Beinahe täglich erfährt man in Zeitungen und Fernsehsendungen Neues über steigende Gesundheitskosten, Krankenstände und die Probleme im physischen und psychischen Bereich, die den Durchschnittsdeutschen „krank machen“. Grund genug, sich einmal die Frage zu stellen: Wie krank ist Deutschland eigentlich?

Um diese Frage auch nur ansatzweise beantworten zu können, ist es wichtig, den Begriff „krank“ vorher zu definieren. Allerdings ist dieses Unterfangen etwas komplizierter, als es sich anhört. Denn „Krankheit“ ist ein ebenso dehnbarer Begriff wie „Gesundheit“. Logischerweise versuchte man sich zunächst an eine Definition des letzteren Begriffs. „Krankheit“ würde sich dann aus dem Umkehrschluss ergeben.

Der Versuch einer Definition

Schon zahlreiche Philosophen, Psychologen und Literaten haben sich mit dem Versuch auseinandergesetzt, Gesundheit zu definieren. Friedrich Nietzsche schrieb beispielsweise: „Gesundheit ist dasjenige Maß an Krankheit, das es mir noch erlaubt, meinen wesentlichen Beschäftigungen nachzugehen.“ Doch auch von offizieller Stelle wurden Versuche einer Definition unternommen. Die Weltgesundheitsorganisation WHO erklärte 1946: Gesundheit ist ein Zustand vollkommenen körperlichen, geistigen und sozialen Wohlbefindens und nicht allein das Fehlen von Krankheit und Gebrechen.

Diese Definition wird mittlerweile von vielen Wissenschaftlern als zu alt und zu einseitig (Menschen mit Behinderungen können zum Beispiel nach der WHO eigentlich nicht gesund sein) abgelehnt. Die Bundeszentrale für gesundheitliche Aufklärung (BZgA) in Köln hat sich an keine endgültige Definition von „Gesundheit“ oder „Krankheit“ gewagt, aber dafür das Thema in zwei Leitfäden diskutiert. „Krankheit“ könnte „im engeren medizinischen Sinn als Behandlungs- und/oder Pflegebedürftigkeit“ verstanden werden. Eine mögliche Definition von „Gesundheit“ wäre zum Beispiel eine „gelungene Bewältigung innerer (körperlicher und geistiger) und äußerer (privater, sozialer, ökonomischer) Anforderungen.

„Ein gesunder Mensch ist auch nur ein Mensch, der nicht gründlich genug untersucht wurde.“ (Verfasser unbekannt)

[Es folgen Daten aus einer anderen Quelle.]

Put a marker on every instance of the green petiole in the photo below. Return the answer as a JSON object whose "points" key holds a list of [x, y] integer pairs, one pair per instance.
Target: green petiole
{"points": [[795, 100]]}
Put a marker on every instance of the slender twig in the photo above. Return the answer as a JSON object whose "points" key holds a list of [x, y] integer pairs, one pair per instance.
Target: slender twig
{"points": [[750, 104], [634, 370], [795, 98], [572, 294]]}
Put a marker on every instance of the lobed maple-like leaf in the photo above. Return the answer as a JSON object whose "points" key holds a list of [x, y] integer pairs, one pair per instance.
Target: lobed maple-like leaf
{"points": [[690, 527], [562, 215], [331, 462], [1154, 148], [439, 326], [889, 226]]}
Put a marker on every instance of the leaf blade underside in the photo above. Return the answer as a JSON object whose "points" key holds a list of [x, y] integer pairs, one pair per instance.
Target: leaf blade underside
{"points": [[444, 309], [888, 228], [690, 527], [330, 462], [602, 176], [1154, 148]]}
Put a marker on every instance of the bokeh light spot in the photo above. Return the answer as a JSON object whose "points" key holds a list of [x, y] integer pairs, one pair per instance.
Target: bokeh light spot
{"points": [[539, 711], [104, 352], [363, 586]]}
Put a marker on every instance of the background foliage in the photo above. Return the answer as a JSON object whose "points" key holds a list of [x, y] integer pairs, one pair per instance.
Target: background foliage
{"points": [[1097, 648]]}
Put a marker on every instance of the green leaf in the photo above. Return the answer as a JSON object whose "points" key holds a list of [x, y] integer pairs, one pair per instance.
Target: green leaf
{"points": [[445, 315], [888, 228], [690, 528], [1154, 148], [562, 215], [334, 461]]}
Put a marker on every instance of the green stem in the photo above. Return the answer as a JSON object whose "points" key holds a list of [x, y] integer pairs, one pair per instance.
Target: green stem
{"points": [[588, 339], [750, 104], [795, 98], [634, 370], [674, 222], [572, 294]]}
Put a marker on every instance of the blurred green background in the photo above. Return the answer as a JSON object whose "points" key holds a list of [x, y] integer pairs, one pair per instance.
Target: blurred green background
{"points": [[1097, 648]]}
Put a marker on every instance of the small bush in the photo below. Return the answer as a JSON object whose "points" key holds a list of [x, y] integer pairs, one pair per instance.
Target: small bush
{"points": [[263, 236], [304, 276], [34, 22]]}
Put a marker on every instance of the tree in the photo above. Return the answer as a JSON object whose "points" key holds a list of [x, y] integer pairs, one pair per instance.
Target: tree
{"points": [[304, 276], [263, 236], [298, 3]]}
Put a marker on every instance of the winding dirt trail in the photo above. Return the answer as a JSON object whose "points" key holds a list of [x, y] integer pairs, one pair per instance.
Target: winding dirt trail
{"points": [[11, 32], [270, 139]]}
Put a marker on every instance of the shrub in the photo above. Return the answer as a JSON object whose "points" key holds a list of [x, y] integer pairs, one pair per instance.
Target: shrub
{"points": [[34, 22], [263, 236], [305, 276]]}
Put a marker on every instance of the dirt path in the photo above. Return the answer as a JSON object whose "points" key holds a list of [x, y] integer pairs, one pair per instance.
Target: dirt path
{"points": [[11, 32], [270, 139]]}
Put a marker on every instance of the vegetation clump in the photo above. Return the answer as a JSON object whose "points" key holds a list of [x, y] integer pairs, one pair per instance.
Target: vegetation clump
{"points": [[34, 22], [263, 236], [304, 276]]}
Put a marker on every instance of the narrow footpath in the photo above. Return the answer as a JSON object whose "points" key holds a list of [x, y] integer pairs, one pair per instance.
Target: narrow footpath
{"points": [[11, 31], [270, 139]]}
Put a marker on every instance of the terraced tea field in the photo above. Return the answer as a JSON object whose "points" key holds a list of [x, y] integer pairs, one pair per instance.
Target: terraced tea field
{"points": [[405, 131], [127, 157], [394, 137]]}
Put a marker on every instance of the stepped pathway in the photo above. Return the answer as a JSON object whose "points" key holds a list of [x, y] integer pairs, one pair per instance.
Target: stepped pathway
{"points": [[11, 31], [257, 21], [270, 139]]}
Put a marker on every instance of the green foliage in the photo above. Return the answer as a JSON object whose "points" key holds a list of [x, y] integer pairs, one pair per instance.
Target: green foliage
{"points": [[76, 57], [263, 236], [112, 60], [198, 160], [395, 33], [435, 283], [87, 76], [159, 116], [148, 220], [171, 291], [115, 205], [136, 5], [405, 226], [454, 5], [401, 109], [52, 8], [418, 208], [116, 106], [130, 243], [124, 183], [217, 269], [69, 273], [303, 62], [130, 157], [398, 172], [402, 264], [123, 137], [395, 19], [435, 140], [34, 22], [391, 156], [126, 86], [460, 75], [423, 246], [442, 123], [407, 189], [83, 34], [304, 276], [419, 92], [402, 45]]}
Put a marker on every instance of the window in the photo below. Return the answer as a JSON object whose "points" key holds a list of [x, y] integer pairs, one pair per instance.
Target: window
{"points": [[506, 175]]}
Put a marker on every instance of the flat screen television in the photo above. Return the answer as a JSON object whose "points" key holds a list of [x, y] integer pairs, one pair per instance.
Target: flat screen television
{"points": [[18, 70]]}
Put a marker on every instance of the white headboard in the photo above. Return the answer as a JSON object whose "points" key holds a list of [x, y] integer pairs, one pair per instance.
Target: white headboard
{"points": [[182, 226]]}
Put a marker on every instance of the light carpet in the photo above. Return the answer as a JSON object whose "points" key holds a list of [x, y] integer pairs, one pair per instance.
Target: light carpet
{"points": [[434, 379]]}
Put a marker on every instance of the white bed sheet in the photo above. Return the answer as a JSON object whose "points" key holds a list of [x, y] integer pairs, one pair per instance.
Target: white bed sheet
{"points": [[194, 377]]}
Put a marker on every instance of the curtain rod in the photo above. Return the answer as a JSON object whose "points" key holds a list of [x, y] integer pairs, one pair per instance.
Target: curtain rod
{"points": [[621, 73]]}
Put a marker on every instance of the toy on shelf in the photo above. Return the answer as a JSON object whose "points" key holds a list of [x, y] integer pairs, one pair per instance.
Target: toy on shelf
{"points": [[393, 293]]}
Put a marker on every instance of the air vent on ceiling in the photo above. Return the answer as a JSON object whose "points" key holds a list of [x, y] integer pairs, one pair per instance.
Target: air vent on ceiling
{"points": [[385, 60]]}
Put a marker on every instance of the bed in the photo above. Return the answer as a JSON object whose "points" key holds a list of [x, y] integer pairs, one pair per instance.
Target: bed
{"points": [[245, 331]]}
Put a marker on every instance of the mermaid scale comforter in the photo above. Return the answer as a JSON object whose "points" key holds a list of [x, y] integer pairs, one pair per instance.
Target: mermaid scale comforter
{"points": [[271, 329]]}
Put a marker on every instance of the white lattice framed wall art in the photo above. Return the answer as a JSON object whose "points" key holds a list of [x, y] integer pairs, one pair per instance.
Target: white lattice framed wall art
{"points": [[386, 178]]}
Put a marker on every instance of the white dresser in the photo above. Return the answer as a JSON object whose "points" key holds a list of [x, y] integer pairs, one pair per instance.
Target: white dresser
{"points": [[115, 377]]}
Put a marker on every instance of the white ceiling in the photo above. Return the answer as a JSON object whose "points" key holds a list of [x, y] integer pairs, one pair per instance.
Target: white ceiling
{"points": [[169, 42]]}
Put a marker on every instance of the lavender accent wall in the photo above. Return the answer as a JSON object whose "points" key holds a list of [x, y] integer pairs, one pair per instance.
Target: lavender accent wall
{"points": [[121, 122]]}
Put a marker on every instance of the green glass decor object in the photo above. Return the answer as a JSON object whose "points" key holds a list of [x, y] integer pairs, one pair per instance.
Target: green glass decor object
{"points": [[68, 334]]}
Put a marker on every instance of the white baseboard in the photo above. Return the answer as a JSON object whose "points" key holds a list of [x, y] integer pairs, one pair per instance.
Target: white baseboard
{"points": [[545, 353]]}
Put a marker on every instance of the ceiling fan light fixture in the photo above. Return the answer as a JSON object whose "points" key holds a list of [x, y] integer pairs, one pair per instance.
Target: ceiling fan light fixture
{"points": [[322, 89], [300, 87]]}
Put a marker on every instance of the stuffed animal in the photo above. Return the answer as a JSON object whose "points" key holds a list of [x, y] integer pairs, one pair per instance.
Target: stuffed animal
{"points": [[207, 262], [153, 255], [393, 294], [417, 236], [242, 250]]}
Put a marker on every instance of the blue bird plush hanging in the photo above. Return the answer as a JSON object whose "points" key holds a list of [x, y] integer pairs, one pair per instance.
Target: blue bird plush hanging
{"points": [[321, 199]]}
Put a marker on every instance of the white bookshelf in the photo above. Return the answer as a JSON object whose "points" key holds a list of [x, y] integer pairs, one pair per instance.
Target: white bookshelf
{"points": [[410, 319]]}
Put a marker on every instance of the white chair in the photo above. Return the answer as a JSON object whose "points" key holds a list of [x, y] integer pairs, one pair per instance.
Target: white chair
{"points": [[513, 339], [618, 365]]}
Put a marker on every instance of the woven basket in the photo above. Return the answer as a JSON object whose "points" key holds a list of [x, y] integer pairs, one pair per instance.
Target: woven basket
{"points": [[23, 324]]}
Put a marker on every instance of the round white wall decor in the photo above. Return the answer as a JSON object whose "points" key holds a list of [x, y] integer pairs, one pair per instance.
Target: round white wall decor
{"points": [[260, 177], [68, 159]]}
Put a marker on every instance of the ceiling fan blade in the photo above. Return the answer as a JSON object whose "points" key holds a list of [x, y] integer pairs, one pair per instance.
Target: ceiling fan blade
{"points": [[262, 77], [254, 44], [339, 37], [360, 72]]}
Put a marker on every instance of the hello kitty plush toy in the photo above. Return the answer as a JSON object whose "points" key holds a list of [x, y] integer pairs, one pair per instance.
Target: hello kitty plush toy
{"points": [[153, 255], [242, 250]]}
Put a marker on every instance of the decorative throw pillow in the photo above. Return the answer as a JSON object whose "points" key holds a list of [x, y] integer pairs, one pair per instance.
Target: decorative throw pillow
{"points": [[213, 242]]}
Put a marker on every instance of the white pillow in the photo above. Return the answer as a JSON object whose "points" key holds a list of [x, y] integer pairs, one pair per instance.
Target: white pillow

Das eigene Verständnis vom „Kranksein“ wird natürlich auch durch die eigene Prägung beeinflusst:

Patient 1:        Ich bin krank, ich bin erkältet.

Patient 2:        Ich bin nicht krank, ich habe nur einen Schnupfen.

Beide Patienten sagen aus ihrer Sicht die Wahrheit. Wenn aber Patient 2 in Folge seines eigenen Verständnisses nicht zum Arzt geht, werden Statistiken nur ein verzerrtes Bild der Realität widerspiegeln können. Und sind wir nicht eigentlich alle irgendwie irgendwo krank und ignorieren es nur, etwa weil unsere Krankheit einfach noch nicht diagnostiziert worden ist?

Doch auch auf die auf die Gefahr hin, dass Statistiken aufgrund der schweren Überprüfbarkeit von Krankheitszahlen die Dunkelziffer nicht berücksichtigen, kann man anhand von Statistiken eine ganze Menge über den Gesundheitszustand der Deutschen sagen. Das Bundesgesundheitsministerium veröffentlicht jedes Jahr Daten des Gesundheitswesens, und auch die Bundeszentrale für politische Bildung (bpb) bietet einiges an Informationen.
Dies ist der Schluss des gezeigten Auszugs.